Both candidates are running on a platform of change. Ultimately, this speaks to most Americans. Everyone wants…
- to pay less taxes (although some feel others should pay more [inserted for attempted fairness])
- live a life free of fear from terrorists
- be less dependent on foreign powers for energy
- eliminate government corruption
- feel the government represents their ideals and beliefs (or lack thereof)
- a government that doesn’t dictate to the individual how to think or feel
- a good job, healthcare and comfortable retirement
While we often disagree on the “how”, the overall “what” we want is pretty universal. In other words, “life, liberty and the pursuit of happiness”.
Back to change… Change implies discontent with how things are. Again, I think we can all get behind that. To both candidates, it also seems to mean to get away from President Bush. Since they both seem to agree on that point, it doesn’t make for good politics and we really don’t hear much about it. So, the definition of change really comes back to the details and personal interpretation.
Change for me is a move away from partisan politics and a focus on government for (ALL) the people. I want my senator or representative to represent me regardless of my political affiliation. Same goes for my president. I’m tired of the fighting, corruption and manipulation for personal gain and power.
Both candidates emphasize their bipartisan approach for change, but their records show a different take.
The Washington Times compared the number of bills both senators led or signed onto since Senator Obama joined in 2005.
…since 2005, Mr. McCain has led as chief sponsor of 82 bills, on which he had 120 Democratic co-sponsors out of 220 total, for an average of 55 percent. He worked with Democrats on 50 of his bills, and of those, 37 times Democrats outnumber Republicans as co-sponsors.Mr. Obama, meanwhile, sponsored 120 bills, of which Republicans co-sponsored just 26, and on only five bills did Republicans outnumber Democrats. Mr. Obama gained 522 total Democratic co-sponsors but only 75 Republicans, for an average of 13 percent of his co-sponsors.

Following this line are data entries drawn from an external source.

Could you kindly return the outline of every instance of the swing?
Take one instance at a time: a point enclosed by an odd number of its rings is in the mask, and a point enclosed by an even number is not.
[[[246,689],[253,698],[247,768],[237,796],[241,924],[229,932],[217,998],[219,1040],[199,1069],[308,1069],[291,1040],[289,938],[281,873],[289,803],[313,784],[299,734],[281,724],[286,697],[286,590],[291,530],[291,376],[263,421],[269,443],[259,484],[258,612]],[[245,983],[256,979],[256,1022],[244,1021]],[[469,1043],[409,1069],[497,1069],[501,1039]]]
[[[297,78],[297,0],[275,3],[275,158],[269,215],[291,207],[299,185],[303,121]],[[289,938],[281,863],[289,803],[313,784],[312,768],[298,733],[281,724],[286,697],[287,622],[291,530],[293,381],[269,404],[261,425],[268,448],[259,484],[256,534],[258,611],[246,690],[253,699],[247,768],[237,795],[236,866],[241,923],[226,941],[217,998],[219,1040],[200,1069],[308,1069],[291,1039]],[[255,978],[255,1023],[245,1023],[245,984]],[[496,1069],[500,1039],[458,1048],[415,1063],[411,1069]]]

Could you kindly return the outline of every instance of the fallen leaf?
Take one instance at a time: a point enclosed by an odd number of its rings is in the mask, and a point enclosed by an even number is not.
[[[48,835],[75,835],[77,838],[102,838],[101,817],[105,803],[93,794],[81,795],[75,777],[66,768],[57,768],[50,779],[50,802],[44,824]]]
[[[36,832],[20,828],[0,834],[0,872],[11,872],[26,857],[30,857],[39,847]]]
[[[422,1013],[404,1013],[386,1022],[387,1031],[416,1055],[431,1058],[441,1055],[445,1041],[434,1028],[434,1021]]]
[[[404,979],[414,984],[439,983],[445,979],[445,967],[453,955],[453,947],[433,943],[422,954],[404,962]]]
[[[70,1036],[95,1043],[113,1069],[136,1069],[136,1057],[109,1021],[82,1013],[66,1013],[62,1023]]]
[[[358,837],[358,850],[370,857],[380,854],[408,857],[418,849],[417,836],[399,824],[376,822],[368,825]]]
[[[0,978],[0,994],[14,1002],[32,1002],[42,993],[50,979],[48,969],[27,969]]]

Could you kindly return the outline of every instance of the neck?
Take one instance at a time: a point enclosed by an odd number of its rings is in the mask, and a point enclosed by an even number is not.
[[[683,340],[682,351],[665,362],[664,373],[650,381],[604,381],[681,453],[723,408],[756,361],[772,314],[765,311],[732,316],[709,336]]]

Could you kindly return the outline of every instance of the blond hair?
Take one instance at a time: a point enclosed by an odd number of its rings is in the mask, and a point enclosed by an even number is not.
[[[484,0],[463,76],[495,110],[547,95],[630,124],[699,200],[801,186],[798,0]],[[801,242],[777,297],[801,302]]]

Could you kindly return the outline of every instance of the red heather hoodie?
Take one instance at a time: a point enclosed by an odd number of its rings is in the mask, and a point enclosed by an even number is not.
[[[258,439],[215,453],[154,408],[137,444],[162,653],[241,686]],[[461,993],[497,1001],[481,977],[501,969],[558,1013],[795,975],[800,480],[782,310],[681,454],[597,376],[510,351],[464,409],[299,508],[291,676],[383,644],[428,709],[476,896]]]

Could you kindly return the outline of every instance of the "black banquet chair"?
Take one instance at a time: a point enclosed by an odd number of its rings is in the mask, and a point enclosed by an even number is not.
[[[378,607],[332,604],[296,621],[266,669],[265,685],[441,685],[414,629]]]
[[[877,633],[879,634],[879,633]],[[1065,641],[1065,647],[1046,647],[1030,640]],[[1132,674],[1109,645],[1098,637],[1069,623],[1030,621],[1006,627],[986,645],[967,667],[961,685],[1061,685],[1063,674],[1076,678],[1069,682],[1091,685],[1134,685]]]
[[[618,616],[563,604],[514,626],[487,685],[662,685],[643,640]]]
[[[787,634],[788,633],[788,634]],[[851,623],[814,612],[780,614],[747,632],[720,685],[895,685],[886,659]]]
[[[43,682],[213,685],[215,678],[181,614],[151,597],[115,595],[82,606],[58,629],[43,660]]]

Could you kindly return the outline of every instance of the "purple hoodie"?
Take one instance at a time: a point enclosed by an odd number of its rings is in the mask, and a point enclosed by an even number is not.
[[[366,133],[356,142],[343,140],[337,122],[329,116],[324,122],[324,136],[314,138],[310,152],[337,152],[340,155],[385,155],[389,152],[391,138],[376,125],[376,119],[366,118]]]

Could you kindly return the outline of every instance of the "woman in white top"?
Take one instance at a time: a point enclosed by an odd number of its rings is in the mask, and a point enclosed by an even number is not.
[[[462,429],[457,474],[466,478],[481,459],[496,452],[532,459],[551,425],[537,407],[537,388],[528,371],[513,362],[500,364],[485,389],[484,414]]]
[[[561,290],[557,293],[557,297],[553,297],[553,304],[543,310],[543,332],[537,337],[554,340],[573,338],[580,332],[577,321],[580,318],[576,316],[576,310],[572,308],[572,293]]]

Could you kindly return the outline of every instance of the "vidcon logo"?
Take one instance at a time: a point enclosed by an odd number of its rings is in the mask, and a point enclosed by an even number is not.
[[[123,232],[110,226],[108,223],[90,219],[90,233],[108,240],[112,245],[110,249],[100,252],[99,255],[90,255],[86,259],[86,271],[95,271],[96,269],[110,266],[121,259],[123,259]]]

Additionally, the areas where Senator McCain broke from the Republican party on include climate change, out-of-control spending, torture, campaign-finance overhaul, immigration, a patients’ bill of rights, gun control and tax cuts. At the Saddleback Church forum on values, Senator Obama “said his major break with Democrats came on congressional ethics, when he sponsored a bill to curb meals and gifts from lobbyists”.
When asked for comments, Senators Dorgan, Kennedy and Feingold, top Democrats who co-sponsored bills with McCain, chose to not comment. Senator Obama’s aid stated that Senator Lugar (R-Indiana) would back up the claims of bipartisan-ism. Senator Lugar must not have gotten the memo. His response was that he respects Obama, thinks he’s a good guy, passed a couple of meaningful pieces of legislation, but “hasn’t gone head-to-head against his leadership when it mattered: “Where have you seen him challenge the status quo?””
Many right-wing conservatives do not like McCain because they feel he gets along with the Democrats too well. Obama’s only suggestion of “change” comes down to anything but Republican.
I think it was in McCain’s RNC acceptance speech where he said he didn’t care where the good ideas came from. That’s who I want leading my country… representing me. Not someone who is going to disregard a large section of the population because they aren’t like him, believe what he believes or because his party told him to.